蝶を風呂に入れてから、椚ヶ丘の奴らからビッチビッチと呼ばれていた女を思い出す。
イリーナ・イェラビッチ、俺なんかでも聞いたことのあるような、世界有数のハニートラップの名手。

二十歳なんかで世界に名を轟かせるような殺し屋になっているということを考えれば、相当な経験があるだなんてことはすぐに想像が出来る。

……俺でも気付かなかったような蝶の笑顔を見破った女。

「はぁ…クソッ、俺が絡んでんのは間違いねえはずなんだかな……」

思えば昨日だって、いつスイッチが入ったっておかしくないくらいには俺に甘えてきてやがった。
しかしそれに気を良くして、あいつの大事な癖を見落としていたんだ。

俺にくっつき続けていたのもそのせいか。

見落としていた…というのも勿論あるのだろうが、蝶の方が一枚上手だったということだ。
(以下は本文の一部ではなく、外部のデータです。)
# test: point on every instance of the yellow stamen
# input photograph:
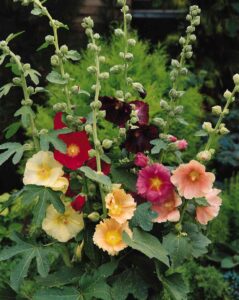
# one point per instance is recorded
(113, 237)
(155, 183)
(73, 150)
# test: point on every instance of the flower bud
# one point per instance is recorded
(107, 144)
(204, 155)
(236, 79)
(217, 110)
(94, 216)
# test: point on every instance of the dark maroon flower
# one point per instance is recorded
(117, 112)
(142, 110)
(138, 140)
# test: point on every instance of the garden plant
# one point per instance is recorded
(117, 190)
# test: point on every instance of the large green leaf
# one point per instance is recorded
(143, 216)
(147, 244)
(179, 248)
(66, 293)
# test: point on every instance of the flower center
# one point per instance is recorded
(44, 172)
(194, 175)
(155, 183)
(113, 237)
(73, 150)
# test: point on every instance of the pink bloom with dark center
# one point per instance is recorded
(192, 180)
(154, 183)
(204, 214)
(141, 160)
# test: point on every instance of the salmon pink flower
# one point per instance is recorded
(168, 210)
(78, 203)
(192, 180)
(204, 214)
(141, 160)
(104, 166)
(108, 236)
(154, 183)
(121, 206)
(77, 150)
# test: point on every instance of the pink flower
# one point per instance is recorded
(141, 160)
(168, 210)
(192, 180)
(181, 145)
(153, 183)
(207, 213)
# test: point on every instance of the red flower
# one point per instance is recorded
(142, 110)
(77, 150)
(78, 203)
(104, 166)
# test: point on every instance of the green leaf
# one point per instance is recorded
(147, 244)
(201, 133)
(25, 112)
(174, 284)
(55, 77)
(198, 241)
(158, 146)
(91, 174)
(73, 55)
(12, 149)
(179, 248)
(143, 216)
(122, 176)
(67, 293)
(12, 129)
(4, 90)
(129, 282)
(21, 270)
(36, 11)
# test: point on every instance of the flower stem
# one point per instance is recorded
(57, 48)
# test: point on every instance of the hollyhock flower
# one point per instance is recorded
(104, 166)
(62, 227)
(78, 203)
(154, 184)
(192, 180)
(168, 210)
(43, 169)
(77, 150)
(117, 112)
(181, 144)
(138, 140)
(108, 236)
(142, 110)
(204, 214)
(141, 160)
(121, 206)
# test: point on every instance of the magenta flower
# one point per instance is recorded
(141, 160)
(154, 183)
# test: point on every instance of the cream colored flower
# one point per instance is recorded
(43, 169)
(121, 206)
(62, 227)
(108, 236)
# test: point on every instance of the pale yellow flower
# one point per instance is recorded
(62, 227)
(121, 206)
(108, 236)
(43, 169)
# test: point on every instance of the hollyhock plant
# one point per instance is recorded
(192, 180)
(121, 206)
(141, 160)
(77, 150)
(204, 214)
(154, 183)
(108, 236)
(138, 139)
(168, 210)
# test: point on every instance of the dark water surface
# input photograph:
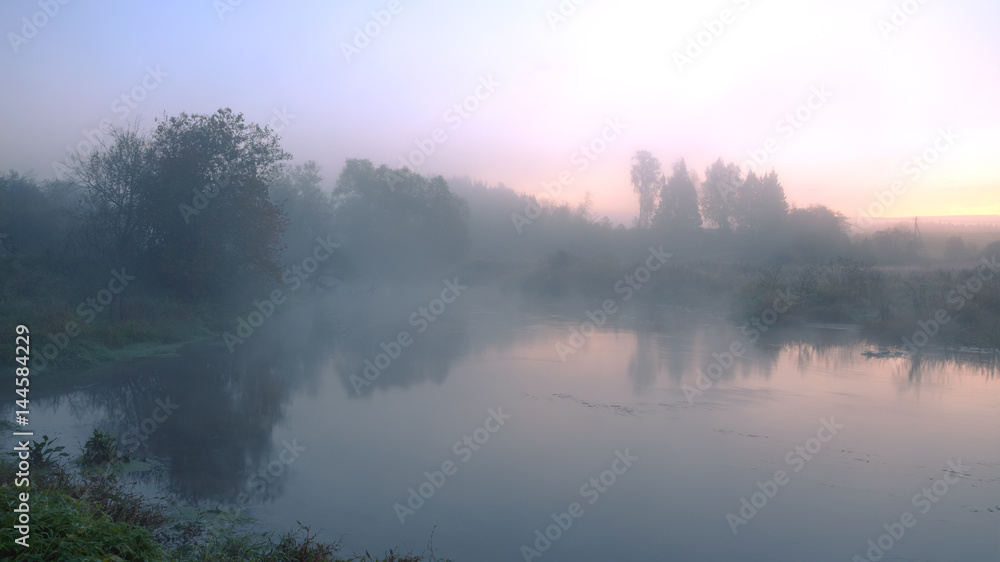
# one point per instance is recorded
(610, 436)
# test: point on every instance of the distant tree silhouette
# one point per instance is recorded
(760, 203)
(718, 194)
(395, 221)
(647, 179)
(678, 208)
(115, 177)
(817, 234)
(208, 206)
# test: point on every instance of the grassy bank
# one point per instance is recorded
(83, 510)
(61, 303)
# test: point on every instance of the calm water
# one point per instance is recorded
(688, 464)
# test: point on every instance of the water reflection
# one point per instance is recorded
(232, 407)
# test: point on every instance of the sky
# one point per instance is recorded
(873, 108)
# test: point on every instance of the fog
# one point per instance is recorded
(572, 281)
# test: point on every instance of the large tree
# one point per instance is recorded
(211, 219)
(647, 179)
(718, 194)
(678, 208)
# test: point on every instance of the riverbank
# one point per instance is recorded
(85, 510)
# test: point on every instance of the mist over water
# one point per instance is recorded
(527, 281)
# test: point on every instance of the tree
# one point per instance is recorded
(817, 234)
(718, 194)
(114, 176)
(760, 203)
(309, 209)
(33, 220)
(208, 209)
(395, 221)
(647, 178)
(678, 208)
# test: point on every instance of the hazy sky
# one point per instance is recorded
(547, 85)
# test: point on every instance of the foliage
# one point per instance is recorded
(760, 203)
(101, 449)
(678, 206)
(396, 221)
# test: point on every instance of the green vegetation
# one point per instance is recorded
(96, 515)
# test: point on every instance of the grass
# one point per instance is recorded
(94, 514)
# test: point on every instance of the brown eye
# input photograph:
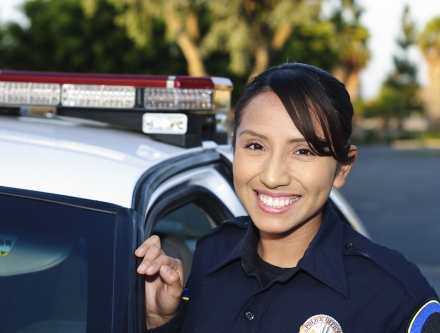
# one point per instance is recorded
(255, 146)
(303, 152)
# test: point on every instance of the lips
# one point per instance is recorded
(276, 201)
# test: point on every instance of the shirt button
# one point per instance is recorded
(249, 315)
(350, 247)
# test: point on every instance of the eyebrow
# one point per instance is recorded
(250, 132)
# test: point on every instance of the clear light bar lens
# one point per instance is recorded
(29, 93)
(104, 96)
(164, 123)
(177, 99)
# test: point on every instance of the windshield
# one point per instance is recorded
(52, 262)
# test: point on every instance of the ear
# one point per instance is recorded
(344, 169)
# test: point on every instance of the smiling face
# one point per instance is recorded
(279, 180)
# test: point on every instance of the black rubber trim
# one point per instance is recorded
(64, 200)
(150, 180)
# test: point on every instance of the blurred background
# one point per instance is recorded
(386, 52)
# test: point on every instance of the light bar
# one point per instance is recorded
(29, 93)
(177, 99)
(98, 96)
(164, 123)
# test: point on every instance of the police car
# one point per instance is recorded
(90, 166)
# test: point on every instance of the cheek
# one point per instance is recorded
(316, 177)
(245, 168)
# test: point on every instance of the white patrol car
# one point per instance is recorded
(78, 196)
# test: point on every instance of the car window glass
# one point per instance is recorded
(51, 260)
(179, 231)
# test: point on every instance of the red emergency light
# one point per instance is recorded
(159, 105)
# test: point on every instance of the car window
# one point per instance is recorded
(179, 231)
(51, 259)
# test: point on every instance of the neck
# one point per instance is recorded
(286, 250)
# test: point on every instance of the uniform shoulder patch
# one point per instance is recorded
(320, 324)
(426, 319)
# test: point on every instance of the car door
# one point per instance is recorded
(181, 200)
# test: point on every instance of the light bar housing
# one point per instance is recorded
(124, 100)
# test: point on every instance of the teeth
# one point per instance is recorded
(276, 202)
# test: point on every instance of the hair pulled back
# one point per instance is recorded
(313, 99)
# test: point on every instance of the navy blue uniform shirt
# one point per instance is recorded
(344, 281)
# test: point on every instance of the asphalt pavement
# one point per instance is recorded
(396, 193)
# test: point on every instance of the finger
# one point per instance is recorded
(151, 241)
(173, 280)
(164, 260)
(152, 255)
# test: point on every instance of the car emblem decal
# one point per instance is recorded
(320, 324)
(427, 315)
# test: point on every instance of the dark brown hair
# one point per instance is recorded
(311, 97)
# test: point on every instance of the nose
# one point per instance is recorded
(275, 172)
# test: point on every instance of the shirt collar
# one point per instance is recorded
(323, 258)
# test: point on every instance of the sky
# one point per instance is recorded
(381, 17)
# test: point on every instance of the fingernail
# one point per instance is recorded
(166, 270)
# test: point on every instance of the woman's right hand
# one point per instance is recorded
(163, 282)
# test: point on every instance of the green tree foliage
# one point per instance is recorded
(399, 95)
(158, 36)
(351, 43)
(252, 33)
(61, 38)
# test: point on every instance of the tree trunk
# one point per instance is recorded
(351, 78)
(281, 36)
(192, 55)
(431, 93)
(261, 59)
(187, 44)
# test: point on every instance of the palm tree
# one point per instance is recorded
(351, 42)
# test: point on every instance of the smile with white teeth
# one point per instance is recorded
(276, 202)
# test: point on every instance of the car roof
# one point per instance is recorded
(77, 159)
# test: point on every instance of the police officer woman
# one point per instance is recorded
(291, 265)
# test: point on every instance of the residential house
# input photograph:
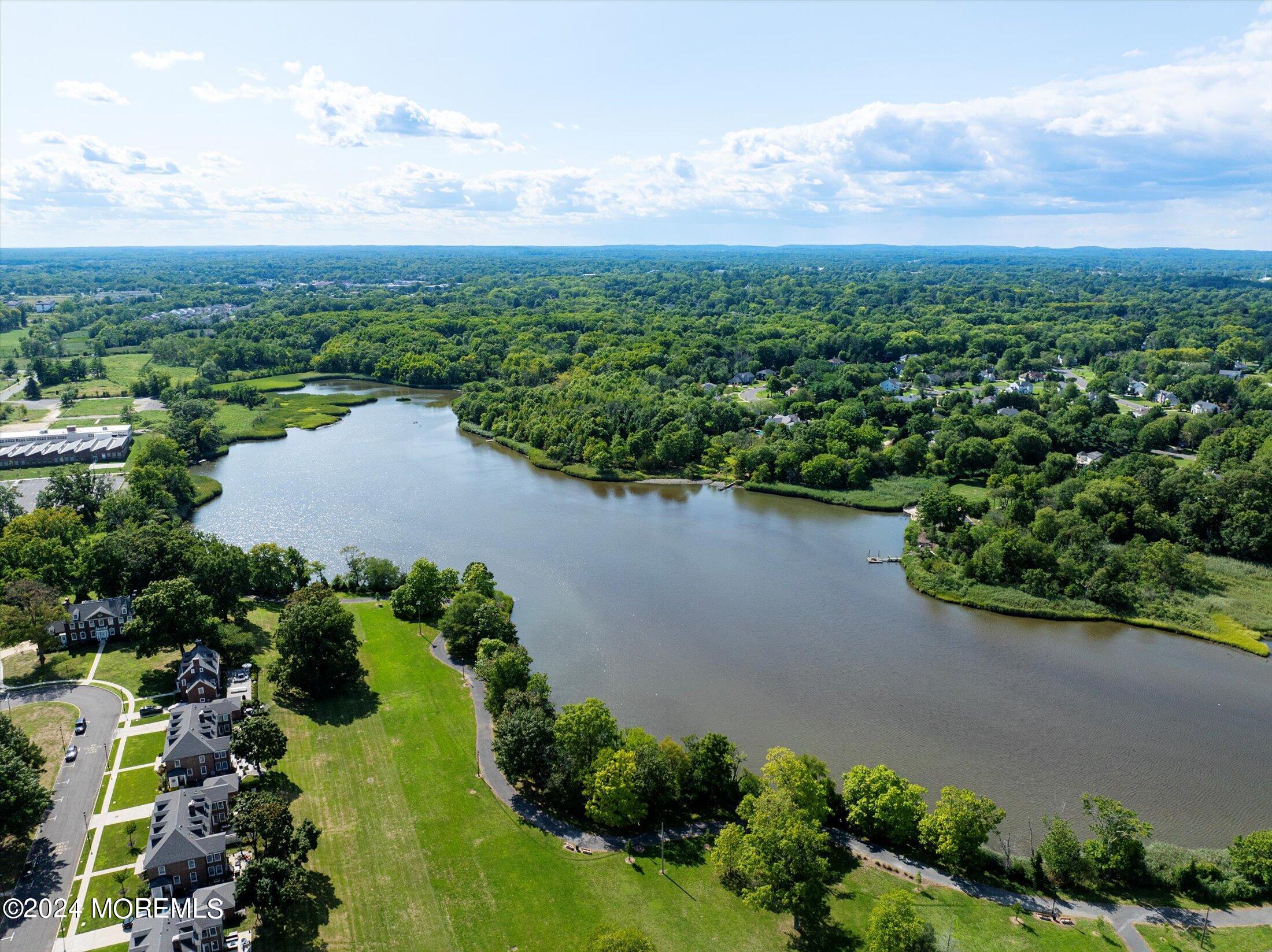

本当に俺が見たのもほんの一瞬の出来事で、それも制服の上からだったから、何にも疑問に思ってはいなかったが。

「………リボン握ってたって気付かねえって普通…」

蝶が寝付いてから何だか苦しそうにし始めて、そこで初めて、あいつが指輪を付けていることに気が付いた。
寝る時は首に巻いてたら危ないからと、小さい頃に散々注意して直させたはずだった。

俺にしがみついていたから、直接それに手を触れてはいなかったから。

制服のリボンをふと触っている節がほんの二、三回と、あとは風呂から上がってきてから心なしか赤くなっていた目。
極めつけはやはり昔の癖が出ていたのか、指輪を首にかけたままベッドに入っていた事。
そして何かに魘されていて…朝、俺に泣きついて来なかった事。

____「あんた、中原中也よね?蝶んとこの。連絡先知らないからカラスマのを借りたけど」

昼過ぎに、それも中途半端な時間にかかってきた、烏間さんからの電話。

「手前は…蝶んとこの教師か。俺に何の用だ」

英語担当だかハニートラップの担当だか何だか知らねえが、やけに俺に蝶との事を推してきていて、蝶に良くしてくれているという印象のあった教師。

俺にわざわざ話があるという時点で、蝶の事ではないかという想像くらいはついていた。

「蝶の事だけど…明日から数日、離れることになるでしょ?あの子、なにやらあんたに話せないような事があったみたいで…」

次の言葉を聞いた瞬間、俺の頭は真っ白になった。